I cannot express how influential the book "A Wrinkle in Time" has been in my life. I can no longer remember the the first time i read it (maybe 6 or 7), but i have read it so many times since that i have bought3 copies of it over the years. The story of the Murray's captured my fascination and really opened up my mind to the world of sci fi and fantasy... Heck i still read the Time series to this day... and it still pulls me in like it did almost 24 years ago. It also opened my eyes tot he world of theatre... the first real play I saw was a production of "A Wrinkle in Time" at theStage One in Lousiville, I was mesmerized. If you have never read them, I cannot shout it loud enough... GO READ THEM NOW!!!!!! It's not just a kids books (any more than Harry Potter is)...it reads on different levels... much like Narnia does (though perhaps not with the same obviousness :P).
But I just want to say thank youto some one who helped foster my intense love of reading and helped me to discover the worlds beyond our everyday one!

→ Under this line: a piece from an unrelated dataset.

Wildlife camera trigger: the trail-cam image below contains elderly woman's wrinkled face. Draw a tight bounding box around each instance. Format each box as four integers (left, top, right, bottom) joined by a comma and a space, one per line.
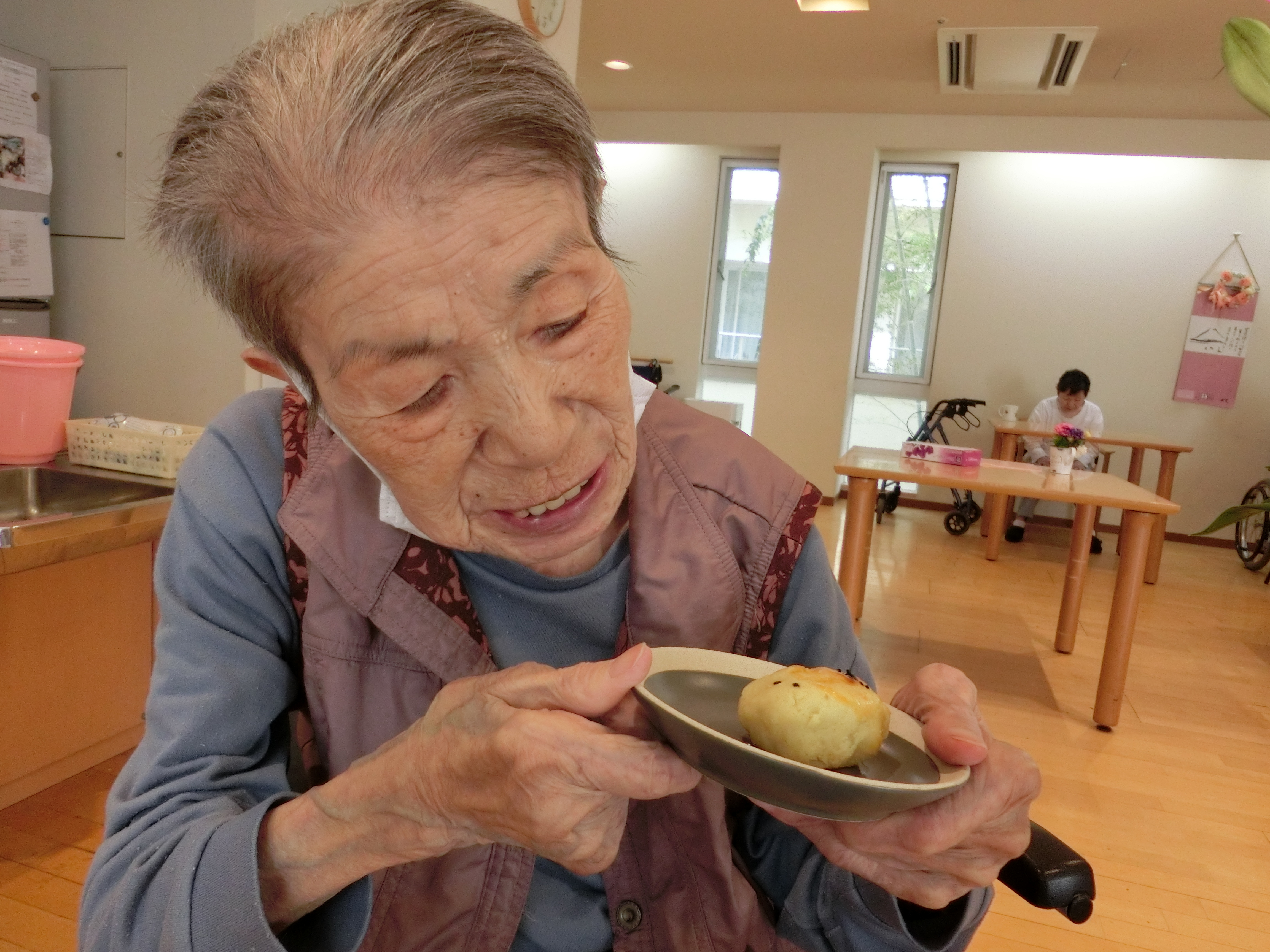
297, 178, 635, 575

Writer Madeleine L'Engle, 88; Author of 'A Wrinkle in Time'
By Adam Bernstein
Washington Post Staff Writer
Saturday, September 8, 2007; B05
Madeleine L'Engle, 88, a prolific author whose best-known novel, "A Wrinkle in Time," won the top prize for children's literature and was considered among the most enigmatic works of fiction ever created, died Sept. 6 at Rose Haven nursing home in Litchfield, Conn.
The cause of death was not disclosed by the family, but she reportedly had a cerebral hemorrhage in recent years.
"A Wrinkle in Time," published in 1962, won the American Library Association's Newbery Medal for best children's book. It went through more than 60 printings, was adapted for television and other media and helped establish Ms. L'Engle among the best-selling children's authors of her generation.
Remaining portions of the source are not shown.